Groups: surrender of ACT: change of ownership: ACT previously held
ICTA88/S245B is another provision limiting the right of a company to:
- carry forward ACT,
- set it against CT liability of a later accounting period where there is a change of its ownership.
Section 245B applies where the company’s chargeable profits include a chargeable gain accruing on the disposal of an asset acquired from a company in its new group, and the disposal takes place within three years of the change of ownership.
The section applies when all of the following circumstances apply:
- there is a change in the ownership of a company on or after 14 March 1989,
- at the time of the change the company has surplus ACT which is being carried forward to be set against future CT liabilities,
- after the change the company is a member of a group of companies and acquires an asset from another group member on a no gain/no loss basis under TCGA92/S171 (1),
- the company disposes of the asset, prior to 6 April 1999, within three years of the change of ownership and realises a CG.
In calculating the surplus ACT at the time of the change of ownership (second bullet above), the accounting period in which the change in ownership occurs is treated as two separate accounting periods:
- one up to the date of the change of ownership, and
- one after the date of the change of ownership.
Where Section 245B applies, there is a restriction to the amount of ACT which can be set against the company’s CT liability for the accounting period in which the chargeable gain is realised. The restriction is achieved by a reduction to the limit imposed by ICTA88/S239 (2). The limit for accounting periods ending on or after 17 March 1987 is at CTM20150.

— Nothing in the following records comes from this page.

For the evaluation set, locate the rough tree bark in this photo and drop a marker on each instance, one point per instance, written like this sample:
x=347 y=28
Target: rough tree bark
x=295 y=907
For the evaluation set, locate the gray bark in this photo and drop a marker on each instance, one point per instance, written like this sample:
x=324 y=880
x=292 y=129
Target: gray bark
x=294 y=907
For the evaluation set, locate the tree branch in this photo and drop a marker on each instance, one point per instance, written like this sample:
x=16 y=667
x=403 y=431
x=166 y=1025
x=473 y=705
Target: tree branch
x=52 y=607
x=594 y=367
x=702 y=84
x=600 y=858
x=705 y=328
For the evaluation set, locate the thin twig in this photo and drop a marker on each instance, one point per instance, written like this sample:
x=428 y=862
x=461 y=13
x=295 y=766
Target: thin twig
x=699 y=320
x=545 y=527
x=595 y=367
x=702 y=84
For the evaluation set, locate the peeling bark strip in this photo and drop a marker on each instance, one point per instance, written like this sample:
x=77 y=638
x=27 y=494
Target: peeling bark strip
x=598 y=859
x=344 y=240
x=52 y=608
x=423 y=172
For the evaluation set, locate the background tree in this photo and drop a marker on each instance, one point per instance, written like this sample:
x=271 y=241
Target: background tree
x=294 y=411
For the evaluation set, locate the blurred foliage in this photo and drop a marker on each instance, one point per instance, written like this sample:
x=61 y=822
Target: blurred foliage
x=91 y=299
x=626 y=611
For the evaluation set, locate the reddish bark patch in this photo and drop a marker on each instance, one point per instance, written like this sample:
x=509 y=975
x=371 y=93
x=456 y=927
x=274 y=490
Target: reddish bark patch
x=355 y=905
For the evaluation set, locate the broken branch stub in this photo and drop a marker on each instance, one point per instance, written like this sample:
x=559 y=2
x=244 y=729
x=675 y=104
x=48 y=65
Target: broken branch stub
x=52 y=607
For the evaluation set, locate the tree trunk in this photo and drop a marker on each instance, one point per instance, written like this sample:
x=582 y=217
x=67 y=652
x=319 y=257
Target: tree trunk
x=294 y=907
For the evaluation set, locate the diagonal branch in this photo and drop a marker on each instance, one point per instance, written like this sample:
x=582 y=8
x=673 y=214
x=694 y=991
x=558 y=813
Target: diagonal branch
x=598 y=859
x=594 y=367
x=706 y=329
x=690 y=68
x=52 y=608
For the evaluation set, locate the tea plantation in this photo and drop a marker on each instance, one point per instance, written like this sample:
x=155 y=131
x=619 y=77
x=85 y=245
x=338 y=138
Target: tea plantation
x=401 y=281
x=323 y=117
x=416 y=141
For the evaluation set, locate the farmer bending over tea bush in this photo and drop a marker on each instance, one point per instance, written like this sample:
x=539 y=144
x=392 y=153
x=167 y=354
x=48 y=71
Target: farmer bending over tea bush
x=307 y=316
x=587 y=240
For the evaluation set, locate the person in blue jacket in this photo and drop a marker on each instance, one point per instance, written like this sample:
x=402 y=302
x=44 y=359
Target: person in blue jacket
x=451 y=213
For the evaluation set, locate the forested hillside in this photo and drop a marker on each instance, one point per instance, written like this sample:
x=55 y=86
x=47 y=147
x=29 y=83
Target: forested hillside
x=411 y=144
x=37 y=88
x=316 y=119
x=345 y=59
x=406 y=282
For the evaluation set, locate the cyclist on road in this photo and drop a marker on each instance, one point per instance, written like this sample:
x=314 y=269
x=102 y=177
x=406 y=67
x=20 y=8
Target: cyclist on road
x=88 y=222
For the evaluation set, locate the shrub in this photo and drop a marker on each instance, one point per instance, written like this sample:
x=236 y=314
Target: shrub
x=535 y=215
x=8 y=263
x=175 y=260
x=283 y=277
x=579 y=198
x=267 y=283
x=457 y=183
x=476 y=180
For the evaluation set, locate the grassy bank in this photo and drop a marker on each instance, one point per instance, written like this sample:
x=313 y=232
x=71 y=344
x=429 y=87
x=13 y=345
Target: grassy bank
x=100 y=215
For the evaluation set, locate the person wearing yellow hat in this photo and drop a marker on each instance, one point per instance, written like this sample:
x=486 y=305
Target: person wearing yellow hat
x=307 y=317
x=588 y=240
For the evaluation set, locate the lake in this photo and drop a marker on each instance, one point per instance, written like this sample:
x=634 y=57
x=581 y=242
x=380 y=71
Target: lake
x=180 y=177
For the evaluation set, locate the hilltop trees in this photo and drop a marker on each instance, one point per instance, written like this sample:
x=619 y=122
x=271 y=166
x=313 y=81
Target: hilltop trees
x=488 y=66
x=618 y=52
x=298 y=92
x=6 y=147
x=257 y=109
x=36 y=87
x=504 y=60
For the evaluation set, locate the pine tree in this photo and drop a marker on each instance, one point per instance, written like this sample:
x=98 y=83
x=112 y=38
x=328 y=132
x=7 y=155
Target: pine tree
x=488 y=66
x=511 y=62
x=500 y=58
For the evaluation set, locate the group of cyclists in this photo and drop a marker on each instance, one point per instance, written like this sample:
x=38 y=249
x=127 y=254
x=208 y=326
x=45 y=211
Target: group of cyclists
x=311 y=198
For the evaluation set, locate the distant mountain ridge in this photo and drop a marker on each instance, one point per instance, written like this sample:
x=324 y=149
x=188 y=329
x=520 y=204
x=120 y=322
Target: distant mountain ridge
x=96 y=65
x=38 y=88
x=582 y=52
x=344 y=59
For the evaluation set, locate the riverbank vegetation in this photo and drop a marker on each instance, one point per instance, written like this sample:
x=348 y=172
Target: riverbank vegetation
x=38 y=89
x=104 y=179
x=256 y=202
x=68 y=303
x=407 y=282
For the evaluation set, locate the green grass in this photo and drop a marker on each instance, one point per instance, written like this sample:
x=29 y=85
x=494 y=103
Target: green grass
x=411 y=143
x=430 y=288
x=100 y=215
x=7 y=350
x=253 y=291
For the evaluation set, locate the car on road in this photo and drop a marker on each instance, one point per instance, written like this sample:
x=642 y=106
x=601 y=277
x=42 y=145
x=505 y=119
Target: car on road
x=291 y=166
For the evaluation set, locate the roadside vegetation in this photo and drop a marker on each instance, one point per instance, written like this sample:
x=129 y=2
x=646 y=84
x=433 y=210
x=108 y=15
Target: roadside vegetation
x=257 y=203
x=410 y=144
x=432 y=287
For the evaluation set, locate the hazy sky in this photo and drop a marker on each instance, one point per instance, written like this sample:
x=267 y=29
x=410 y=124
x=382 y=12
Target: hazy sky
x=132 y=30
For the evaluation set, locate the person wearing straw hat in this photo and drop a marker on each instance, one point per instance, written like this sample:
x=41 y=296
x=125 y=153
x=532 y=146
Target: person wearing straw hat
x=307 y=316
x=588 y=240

The reduction is the lesser of:
- the ACT that would be payable (a part from ICTA88/S241, which deals with the calculation of ACT where a company receives franked investment income) on a distribution which, together with the ACT payable on the distribution, equals the chargeable gain on the asset concerned,
- the amount of the surplus ACT at the time of the change of ownership.
Where an asset has changed its nature between the acquisition and disposal by the company, Section 245B treats the acquired asset and disposed asset as being the same asset if the value of the disposed asset is derived in whole or in part from the acquired asset. This applies in particular where a lease has merged with its freehold reversion on the acquisition by the lessee of the reversion.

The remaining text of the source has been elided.